Slug City, with Remedies

(For coming attractions, please scroll down)  

Why is the number 40 beginning to echo in my mind? Why does the word plague, applied to the slugs and snails, seem especially appropriate?… Better not to answer, even if the ongoing rain, in both New York and Maine, is making one wonder if something – how shall we put it ? – special , is afoot. Having 3 hundred-year floods in less than 12 months does make you think there may be more to this than random luck.
We ourselves ARE lucky, actually, nothing wrong with our place except a soggy basement and a world-class collection of slugs and snails, on, among other things, a whole bunch of otherwise very happy hostas.


A happy hosta, in part because its leathery leaves are hard for slugs and snails to chew.
There are a variety of controls that do not involve metaldehyde, the most common mulloscicide, and this is a good thing because metaldehyde kills just about anything else that ingests it, including dogs, cats and birds. Dogs are especially vulnerable because the bait put in to attract the slugs also – they’re dogs, right? – attracts them, too.

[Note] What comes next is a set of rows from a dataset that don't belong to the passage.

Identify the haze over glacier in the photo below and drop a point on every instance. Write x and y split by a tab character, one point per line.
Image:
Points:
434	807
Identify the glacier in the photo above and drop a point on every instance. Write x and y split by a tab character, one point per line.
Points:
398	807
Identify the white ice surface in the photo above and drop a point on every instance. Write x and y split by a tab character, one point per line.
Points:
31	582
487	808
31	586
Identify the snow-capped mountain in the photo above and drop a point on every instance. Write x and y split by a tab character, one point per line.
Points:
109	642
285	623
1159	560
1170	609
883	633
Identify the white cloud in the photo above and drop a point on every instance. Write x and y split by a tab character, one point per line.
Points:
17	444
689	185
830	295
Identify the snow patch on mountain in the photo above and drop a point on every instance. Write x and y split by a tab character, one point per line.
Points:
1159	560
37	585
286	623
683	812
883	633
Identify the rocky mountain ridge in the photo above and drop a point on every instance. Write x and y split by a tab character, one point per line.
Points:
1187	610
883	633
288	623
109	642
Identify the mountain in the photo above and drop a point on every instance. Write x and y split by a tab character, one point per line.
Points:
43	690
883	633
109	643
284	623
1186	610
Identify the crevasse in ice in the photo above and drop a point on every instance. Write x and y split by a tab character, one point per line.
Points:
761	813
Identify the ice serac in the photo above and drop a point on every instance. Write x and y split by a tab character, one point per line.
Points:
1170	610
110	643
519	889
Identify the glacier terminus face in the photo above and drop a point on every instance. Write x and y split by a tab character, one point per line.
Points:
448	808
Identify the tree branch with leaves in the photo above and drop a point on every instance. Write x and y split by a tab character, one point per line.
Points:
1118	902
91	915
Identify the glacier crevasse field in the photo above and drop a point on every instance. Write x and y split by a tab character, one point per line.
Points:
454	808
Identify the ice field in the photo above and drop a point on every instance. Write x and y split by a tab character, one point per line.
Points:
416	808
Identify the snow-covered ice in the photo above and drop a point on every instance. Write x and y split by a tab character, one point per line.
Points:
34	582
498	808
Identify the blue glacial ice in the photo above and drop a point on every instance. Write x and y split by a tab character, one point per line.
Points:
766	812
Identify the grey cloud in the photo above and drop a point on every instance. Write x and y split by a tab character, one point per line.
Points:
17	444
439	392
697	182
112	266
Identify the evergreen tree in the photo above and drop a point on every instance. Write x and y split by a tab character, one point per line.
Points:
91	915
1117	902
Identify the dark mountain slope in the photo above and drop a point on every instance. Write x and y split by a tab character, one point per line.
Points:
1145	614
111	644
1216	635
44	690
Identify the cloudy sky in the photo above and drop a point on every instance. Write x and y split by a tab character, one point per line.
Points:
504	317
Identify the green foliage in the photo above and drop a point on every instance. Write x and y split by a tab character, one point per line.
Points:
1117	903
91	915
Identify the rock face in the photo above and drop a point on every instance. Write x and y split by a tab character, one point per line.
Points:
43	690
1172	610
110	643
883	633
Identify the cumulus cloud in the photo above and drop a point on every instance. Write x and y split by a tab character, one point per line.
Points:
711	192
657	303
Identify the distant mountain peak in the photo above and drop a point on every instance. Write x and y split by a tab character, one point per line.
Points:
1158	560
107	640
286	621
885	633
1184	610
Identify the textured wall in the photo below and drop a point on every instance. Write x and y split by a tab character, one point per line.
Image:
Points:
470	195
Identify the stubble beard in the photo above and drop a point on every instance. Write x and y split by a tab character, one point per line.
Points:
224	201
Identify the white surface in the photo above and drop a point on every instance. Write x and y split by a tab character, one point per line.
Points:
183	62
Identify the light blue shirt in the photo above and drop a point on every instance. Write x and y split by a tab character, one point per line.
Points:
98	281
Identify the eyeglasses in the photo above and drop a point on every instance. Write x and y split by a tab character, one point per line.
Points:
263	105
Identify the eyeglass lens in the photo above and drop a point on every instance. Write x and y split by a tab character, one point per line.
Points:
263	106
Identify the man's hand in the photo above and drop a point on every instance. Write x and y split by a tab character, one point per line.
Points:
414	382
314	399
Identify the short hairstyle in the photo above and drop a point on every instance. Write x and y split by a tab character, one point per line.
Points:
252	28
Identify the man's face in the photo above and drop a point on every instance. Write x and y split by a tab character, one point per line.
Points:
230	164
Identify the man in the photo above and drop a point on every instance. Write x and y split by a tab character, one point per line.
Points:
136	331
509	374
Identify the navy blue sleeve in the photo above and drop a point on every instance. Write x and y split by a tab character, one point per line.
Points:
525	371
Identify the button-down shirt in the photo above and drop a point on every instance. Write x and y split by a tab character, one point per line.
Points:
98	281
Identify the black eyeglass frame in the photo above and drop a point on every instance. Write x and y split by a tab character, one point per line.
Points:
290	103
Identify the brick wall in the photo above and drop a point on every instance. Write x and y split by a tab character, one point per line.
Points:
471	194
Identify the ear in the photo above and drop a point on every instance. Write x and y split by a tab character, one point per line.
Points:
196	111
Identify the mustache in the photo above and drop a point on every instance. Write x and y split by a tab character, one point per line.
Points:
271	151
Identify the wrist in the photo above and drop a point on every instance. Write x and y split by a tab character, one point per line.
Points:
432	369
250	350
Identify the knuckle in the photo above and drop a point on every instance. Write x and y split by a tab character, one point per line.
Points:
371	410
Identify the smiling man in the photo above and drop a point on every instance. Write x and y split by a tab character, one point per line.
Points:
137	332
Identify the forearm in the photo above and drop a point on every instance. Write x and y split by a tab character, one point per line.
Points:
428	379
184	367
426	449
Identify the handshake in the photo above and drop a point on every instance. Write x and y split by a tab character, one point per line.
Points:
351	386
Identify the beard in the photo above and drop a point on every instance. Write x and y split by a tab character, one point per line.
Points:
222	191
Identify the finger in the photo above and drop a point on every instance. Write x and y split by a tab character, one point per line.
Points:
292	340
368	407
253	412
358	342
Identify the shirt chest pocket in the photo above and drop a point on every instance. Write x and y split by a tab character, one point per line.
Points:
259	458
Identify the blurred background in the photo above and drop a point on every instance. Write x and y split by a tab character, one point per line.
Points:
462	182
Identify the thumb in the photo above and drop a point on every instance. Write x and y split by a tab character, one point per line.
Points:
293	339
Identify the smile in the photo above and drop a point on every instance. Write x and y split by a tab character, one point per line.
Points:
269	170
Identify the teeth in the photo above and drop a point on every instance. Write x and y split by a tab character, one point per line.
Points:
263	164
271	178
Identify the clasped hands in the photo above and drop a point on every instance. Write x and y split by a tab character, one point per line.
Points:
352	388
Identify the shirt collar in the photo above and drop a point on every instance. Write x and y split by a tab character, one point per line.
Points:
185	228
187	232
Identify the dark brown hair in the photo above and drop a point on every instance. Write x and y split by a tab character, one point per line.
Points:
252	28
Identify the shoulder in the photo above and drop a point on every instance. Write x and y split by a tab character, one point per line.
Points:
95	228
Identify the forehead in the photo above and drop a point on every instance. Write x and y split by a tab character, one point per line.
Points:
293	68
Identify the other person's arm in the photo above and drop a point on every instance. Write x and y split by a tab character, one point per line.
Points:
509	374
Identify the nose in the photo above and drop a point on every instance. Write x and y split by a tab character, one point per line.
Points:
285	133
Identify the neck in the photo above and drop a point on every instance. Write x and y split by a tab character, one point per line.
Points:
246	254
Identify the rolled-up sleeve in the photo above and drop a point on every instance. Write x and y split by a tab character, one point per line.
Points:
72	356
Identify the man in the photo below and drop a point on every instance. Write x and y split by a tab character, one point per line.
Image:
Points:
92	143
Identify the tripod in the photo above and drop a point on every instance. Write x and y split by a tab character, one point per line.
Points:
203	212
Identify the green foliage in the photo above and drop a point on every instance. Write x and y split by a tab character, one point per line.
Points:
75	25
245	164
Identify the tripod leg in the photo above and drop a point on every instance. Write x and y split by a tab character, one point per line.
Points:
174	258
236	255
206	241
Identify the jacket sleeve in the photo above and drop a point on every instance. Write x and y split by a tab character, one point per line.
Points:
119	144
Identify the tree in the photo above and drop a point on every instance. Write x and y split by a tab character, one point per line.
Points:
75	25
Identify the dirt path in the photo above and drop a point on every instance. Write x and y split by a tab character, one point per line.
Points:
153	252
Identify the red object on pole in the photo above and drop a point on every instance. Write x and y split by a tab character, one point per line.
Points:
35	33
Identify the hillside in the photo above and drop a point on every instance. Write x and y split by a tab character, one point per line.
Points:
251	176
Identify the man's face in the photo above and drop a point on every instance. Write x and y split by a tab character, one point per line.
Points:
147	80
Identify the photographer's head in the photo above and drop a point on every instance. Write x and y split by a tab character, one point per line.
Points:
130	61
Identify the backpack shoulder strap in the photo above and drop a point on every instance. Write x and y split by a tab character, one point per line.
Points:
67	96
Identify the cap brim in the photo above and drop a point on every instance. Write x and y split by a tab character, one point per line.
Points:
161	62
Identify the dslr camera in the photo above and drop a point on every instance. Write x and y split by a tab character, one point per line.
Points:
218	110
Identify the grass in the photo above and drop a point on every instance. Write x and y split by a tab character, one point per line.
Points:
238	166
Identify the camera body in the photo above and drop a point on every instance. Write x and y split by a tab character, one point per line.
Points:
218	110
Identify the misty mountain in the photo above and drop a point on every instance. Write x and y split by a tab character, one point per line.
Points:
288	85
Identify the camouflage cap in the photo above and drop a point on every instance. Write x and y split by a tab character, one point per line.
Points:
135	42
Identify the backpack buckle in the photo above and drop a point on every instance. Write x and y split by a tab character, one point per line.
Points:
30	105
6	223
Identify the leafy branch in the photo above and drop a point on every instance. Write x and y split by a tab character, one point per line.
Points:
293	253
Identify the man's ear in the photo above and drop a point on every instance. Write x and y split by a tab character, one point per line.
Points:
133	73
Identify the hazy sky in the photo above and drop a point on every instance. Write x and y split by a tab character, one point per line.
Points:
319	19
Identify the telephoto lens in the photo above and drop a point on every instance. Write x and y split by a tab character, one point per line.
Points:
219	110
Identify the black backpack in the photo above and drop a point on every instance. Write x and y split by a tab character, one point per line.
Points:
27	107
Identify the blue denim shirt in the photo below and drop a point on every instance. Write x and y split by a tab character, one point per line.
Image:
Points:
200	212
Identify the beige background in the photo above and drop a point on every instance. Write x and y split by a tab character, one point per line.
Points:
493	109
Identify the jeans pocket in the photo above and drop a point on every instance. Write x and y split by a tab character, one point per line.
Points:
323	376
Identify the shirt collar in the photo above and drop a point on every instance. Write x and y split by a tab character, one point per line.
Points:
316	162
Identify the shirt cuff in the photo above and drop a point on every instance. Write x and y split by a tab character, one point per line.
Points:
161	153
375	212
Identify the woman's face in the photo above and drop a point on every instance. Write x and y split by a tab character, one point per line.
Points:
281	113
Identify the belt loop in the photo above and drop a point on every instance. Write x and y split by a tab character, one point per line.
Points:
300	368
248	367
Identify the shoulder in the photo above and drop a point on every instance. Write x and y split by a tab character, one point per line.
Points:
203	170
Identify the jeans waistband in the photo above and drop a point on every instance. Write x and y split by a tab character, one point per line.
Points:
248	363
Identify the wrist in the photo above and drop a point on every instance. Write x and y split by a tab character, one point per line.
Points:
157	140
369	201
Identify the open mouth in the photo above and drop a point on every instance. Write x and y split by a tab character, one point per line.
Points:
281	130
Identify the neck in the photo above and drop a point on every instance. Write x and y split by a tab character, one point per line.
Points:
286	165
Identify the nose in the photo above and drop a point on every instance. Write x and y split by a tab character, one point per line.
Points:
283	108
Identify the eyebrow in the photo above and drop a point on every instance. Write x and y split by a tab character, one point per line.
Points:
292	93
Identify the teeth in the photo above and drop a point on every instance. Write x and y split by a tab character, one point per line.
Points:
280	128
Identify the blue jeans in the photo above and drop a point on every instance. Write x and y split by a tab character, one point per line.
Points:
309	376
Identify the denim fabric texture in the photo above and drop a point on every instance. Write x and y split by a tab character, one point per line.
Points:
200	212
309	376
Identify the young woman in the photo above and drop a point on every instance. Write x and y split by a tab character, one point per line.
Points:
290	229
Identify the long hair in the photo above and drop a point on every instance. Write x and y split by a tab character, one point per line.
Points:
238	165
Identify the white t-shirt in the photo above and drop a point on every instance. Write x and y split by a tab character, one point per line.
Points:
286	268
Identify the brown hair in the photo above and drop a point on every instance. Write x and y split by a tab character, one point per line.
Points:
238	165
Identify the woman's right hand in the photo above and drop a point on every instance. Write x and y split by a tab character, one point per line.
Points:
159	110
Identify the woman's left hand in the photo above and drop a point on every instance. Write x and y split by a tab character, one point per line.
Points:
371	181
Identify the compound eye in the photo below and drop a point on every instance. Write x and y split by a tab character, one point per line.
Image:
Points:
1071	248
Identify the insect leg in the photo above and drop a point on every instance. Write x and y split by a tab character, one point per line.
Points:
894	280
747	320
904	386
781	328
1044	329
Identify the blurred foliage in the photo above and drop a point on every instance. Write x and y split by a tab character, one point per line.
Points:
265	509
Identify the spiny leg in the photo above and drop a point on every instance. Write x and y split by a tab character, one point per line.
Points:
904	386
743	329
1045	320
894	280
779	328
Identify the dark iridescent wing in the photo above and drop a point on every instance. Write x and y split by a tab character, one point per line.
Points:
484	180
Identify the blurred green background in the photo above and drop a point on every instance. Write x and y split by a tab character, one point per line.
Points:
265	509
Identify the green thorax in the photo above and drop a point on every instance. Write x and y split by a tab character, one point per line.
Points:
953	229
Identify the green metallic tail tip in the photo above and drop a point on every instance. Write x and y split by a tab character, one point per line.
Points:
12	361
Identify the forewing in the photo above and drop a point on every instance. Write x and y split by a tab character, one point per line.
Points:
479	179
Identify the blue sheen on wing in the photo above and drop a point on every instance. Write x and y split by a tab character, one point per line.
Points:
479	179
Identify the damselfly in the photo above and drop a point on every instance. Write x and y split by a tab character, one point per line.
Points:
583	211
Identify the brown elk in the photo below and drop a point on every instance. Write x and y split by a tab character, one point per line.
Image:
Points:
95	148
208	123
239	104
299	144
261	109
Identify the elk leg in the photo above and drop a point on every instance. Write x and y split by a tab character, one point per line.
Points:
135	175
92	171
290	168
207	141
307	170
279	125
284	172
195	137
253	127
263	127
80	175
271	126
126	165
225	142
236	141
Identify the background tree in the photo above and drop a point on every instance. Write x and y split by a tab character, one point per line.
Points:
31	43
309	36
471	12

So I spent years putting out tuna cans filled with beer, spreading diatomaceous earth, banding my raised beds with copper foil, doing all the approved organic things… but no more. Now I use what might be called Okslugbait, known to its friends as iron sulfate, marketed under trademarked names like Sluggo and Escar-go. It costs quite a bit more than old fashioned poisons, and you have to reapply it more often. But it doesn’t kill anything except mollusks and it’s environmentally benign, a fertilizer in the amounts needed to keep the average garden from being terminally ravaged.

The cost doesn’t make a lot of sense – iron sulfate is cheap – they just know they have you over a barrel. And have you they do, unless things have changed in the couple of years since I tried to buy some (which I figured I could combine with bait in the privacy of my own kitchen).
No dice. Googling turned up plenty of iron sulfate suppliers, but all of them sell it by the boxcar load. So if there are 2 or 3 hundred of you out there who’d like to go in with me…

I jest. But it is great stuff. Makes slugs and snails stop eating, so they eventually starve. The action takes days, however, and although they stop eating almost right away, they’re still THERE, thumbing their slimy little noses at you. So I also use the old-timer’s remedy, ammonia and water in a spray bottle. Near- instant knockdown, very gratifying and ammonia too is a fertilizer in the doses required. Most plants have no trouble handling the spray, though I’ve noticed that salvias and violets sometimes get minor leaf damage. The old timers mixed it 50-50; I usually use about 1/3 ammonia to 2/3 water, but as the “about” suggests, there’s no real need to measure.

Note: When we were preparing for the podcast , Dean reminded me I have already sung the praises of iron sulfate, at about this time last year. True. If we have this weather again in ’07, I’ll praise it again then, too.